Venezuelan socialist dictator Nicolás Maduro said during a radio broadcast on Thursday that he was applying for a U.S. visa to attend a salsa music festival in New York City next month, omitting that the U.S. government has not only sanctioned him but is offering up to $15 million for information leading to his arrest on charges of drug trafficking.
Maduro made the remarks on his radio program Salsa Time – which he launched in 2016 but had been on hiatus, and he rebranded this week as Salsa and Happiness Time. His remarks follow reports, citing senior officials in the administration of President Joe Biden, that the White House is planning to lift sanctions on Maduro’s repressive regime. Specifically, the reports claimed that Biden would allow the oil corporation Chevron to engage in negotiations with Petróleos de Venezuela (PDVSA), Maduro’s state-run oil company, and Biden would lift sanctions on Maduro’s nephew, a former PDVSA official.
Maduro has governed Venezuela since the death of socialist dictator Hugo Chávez in a tenure marked by the mass killing of children, torture and disappearance of political dissidents, and widespread malnutrition (which Venezuelans, including Maduro, refer to with the euphemism “the Maduro diet”). The Maduro regime has taken no significant action to improve the quality of life of Venezuelans – citizens of a country that was Latin America’s wealthiest before the socialists took power – but regularly engages in ostentatious displays of wealth, including broadcasting Maduro gorging on a lavish birthday cake and visiting the wildly overpriced restaurants of Nusret Gökçe, a Turkish communist chef known as “Salt Bae.”
Venezuelan state media relaunched Salsa and Happiness Time on Thursday, claiming it to be a necessary “space for maintaining contact with the people.”
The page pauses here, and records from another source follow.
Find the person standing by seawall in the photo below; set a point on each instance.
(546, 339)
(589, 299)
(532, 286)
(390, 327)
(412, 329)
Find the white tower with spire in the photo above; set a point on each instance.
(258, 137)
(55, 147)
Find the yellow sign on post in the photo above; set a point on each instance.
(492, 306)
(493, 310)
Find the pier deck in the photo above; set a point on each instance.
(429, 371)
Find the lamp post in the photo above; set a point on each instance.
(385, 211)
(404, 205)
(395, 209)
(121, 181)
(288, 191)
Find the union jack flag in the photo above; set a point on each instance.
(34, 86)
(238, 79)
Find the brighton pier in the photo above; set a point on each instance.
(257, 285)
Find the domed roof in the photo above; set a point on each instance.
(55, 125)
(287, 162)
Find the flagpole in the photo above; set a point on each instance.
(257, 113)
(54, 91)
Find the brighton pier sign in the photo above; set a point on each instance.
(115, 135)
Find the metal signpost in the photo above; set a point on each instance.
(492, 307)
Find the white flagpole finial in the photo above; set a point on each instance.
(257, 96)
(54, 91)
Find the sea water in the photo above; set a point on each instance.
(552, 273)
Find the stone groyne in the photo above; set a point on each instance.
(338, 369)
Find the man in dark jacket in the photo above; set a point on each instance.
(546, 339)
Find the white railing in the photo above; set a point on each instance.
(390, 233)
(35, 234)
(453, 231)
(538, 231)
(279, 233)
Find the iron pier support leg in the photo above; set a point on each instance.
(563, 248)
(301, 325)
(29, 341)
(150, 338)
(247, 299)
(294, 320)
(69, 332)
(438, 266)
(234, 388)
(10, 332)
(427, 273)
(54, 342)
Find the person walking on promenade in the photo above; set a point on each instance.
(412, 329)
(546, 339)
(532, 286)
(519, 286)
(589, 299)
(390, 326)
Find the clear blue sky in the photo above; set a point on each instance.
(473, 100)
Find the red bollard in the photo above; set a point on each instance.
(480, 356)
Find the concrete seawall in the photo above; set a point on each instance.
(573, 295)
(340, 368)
In this week’s broadcast, Maduro expressed interest in traveling to New York for a “Puerto Rican salsa festival,” responding to his cohost listing several international salsa events scheduled to occur in the near future.
“So we have to go to New York then? Well, alright then. I’m asking for my visa to go to New York to the Puerto Rican salsa festival in New York,” Maduro said. “On June 11, Cilia and I will go directly to New York.”
Cilia Flores, who was also present on the broadcast, is Maduro’s wife and a Venezuelan socialist lawmaker the regime refers to as its “First Combatant.”
“They await me in New York. I like New York a lot, I know New York very well,” Maduro continued. “I have driven a lot in New York, right Cilia? In southern New York, I think in Little Italy, Little Italy, they sell some amazing spaghetti.”
Maduro did not appear aware that driving in Manhattan is onerous and not a popular option for most New York residents.
“Chinatown and Manhattan, and the Dominican neighborhood, and the Puerto Rican neighborhood, I hung out there on the streets of New York,” Maduro alleged.
The dictator, who regularly rails against America and claims the country is engaging in an “economic war” with Venezuela, concluded by sending “love” to Americans.
“My greetings to the good people of the United States of America. We love the United States of North America, for the United States, what we have is love,” he claimed.
Elsewhere in the broadcast, Maduro claimed that he was giving away tickets to something called the “World Salsa Festival” organized by his own regime.
Maduro appeared to be referring to the New York Salsa Festival scheduled to take place in Brooklyn’s Barclay’s Center on June 11.
Maduro has made several visits to New York since becoming dictator, usually around the time of the United Nations General Assembly held in that city. In 2015, Maduro detoured from the Assembly to visit far-left leaders at the People of African Descent Leadership Summit in Harlem, where he met Black Lives Matter co-founder Opal Tometi.
Maduro most recently visited the city in 2018.
The U.S. Department of the Treasury’s Office of Foreign Asset Control (OFAC) lists Maduro as a Specially Designated Nationals and Blocked Person (SDN), which freezes all assets he may have in the United States and bans Americans from doing business with him. The State Department also announced a $15-million reward for information leading to Maduro’s arrest in 2020.
“Maduro negotiated multi-ton shipments of [Marxist Colombian narco-terrorist group] FARC-produced cocaine; directed the [Venezuelan criminal enterprise] Cartel of the Suns to provide military-grade weapons to the FARC;” the State Department detailed. “During his tenure as Foreign Minister coordinated foreign affairs with Honduras and other countries to facilitate large-scale drug trafficking; and solicited assistance from FARC leadership in training an unsanctioned militia group that functioned, in essence, as an armed forces unit for the Cartel of the Suns.”
Maduro’s claim to be interested in a visit to New York caught the eye of Sen. Marco Rubio (R-FL), who questioned if the Biden administration would allow Maduro into the country. The Biden administration has made no public pronouncements on Maduro’s intent to travel to America at press time.